Llevo mucho tiempo sin actualizar el blog. Quizás por falta
de ganas o quizás sea todos los acontecimientos que han venido sucediendo desde
la última entrada que han venido apartándome del blog. La vida es ahora. Esos
momentos que en la soledad de mi apartamento, saboreo hasta la saciedad.

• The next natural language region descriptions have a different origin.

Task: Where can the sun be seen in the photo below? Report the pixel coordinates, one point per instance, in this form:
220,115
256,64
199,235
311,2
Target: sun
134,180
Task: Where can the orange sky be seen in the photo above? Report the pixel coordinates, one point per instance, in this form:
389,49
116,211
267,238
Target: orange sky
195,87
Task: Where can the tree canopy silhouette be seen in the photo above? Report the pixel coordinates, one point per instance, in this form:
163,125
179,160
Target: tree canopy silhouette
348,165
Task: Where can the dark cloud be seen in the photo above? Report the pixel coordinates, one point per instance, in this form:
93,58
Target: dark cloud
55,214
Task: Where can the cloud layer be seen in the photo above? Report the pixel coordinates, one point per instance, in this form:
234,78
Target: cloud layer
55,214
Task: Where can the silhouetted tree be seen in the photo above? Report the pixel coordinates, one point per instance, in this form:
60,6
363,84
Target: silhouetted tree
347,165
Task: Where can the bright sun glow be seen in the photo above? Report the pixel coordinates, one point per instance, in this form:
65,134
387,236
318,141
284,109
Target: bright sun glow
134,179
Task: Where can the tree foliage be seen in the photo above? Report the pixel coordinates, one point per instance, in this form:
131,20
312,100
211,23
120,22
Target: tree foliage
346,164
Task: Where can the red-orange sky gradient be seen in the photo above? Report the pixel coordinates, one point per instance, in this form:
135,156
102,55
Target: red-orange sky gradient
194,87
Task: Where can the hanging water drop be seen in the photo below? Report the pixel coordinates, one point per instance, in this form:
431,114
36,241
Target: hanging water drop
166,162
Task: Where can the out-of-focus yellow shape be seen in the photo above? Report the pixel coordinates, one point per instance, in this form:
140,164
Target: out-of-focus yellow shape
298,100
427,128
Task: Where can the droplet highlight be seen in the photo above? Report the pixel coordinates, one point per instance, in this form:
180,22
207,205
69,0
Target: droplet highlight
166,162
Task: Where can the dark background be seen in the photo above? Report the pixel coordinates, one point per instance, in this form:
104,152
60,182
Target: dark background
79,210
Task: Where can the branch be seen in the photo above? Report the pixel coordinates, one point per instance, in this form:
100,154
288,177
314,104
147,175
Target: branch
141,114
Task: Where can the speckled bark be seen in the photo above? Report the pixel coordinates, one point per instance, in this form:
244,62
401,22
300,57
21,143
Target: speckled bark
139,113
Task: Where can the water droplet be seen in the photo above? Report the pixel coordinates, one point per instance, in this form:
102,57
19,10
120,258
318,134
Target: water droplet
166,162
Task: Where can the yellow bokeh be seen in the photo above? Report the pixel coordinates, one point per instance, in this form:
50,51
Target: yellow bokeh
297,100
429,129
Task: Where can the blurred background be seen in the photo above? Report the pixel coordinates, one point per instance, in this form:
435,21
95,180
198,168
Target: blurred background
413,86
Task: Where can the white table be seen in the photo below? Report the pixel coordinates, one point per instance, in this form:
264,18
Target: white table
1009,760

El post de hoy es algo que llevo tiempo analizando y que no
me deja indiferente. No puedo dejar de horrorizarme ante lo que mi querida amiga
“perro viejo”denomina “una lacra”: gente que han pasado a dejar de
serlo o eso es lo que tratan de hacernos creer. Me refiero a los mendigos que
llenan las calles de Varsovia. Puede que al estar en el extranjero, tu capacidad
para abrir los ojos se duplique o que incluso puedes ver la luna con el
catalejo pero cuando lo pones al revés el meñique del pie no se te ve, no lo
sé. El caso es que desde que estoy aquí, no dejo de ver mendigos en la calle. Todos
con el mismo perfil: personas de 40 años, en su mayoría hombres y con un serio
problema de alcoholismo.
Según INDEMUNDI el 17% de la población está en el
umbral de la pobreza. Oficialmente, Polonia tiene entre 80.000 y 130.000
personas sin hogar. Polonia sigue siendo uno de los países comunitarios que
presenta mayores índices de pobreza. Con estos datos el número de polacos que
se encuentran en extrema pobreza asciende ya a 2,5 millones, en un país donde
la población total es de 38,5 millones. Se ve en sus calles de Varsovia. Los ves buscando en la basura, fumándose las
colillas que otros dejan a medio acabar, buscando algunas monedas para
conseguir una cerveza. Impacta verlos en
invierno tirados en el suelo. Cuando en pleno invierno, espero 5 minutos de
reloj al tranvía a -15º y creo que mis dedos están a punto de gangrenarse, un
hombre en el suelo con el abrigo medio
deshecho, con las suelas de los zapatos rotas y la mirada perdida, acaricia a
un perro que le olfatea. Yo me monto en el tranvía rumbo hacia mi hogar, donde
una calefacción y un plato caliente me esperan. Es entonces cuando llegan a mi cabeza cientos
de preguntas. Me culpo, os culpo. Me quejo, nos quejamos. Mañana volveré a montarme en el tranvía y él
seguirá ahí tirado. Nada habrá cambiado. Capitalismo. Democracia. Igualdad
social. Buenos días Varsovia, Buenos días hombre del Pl.Zawiscy.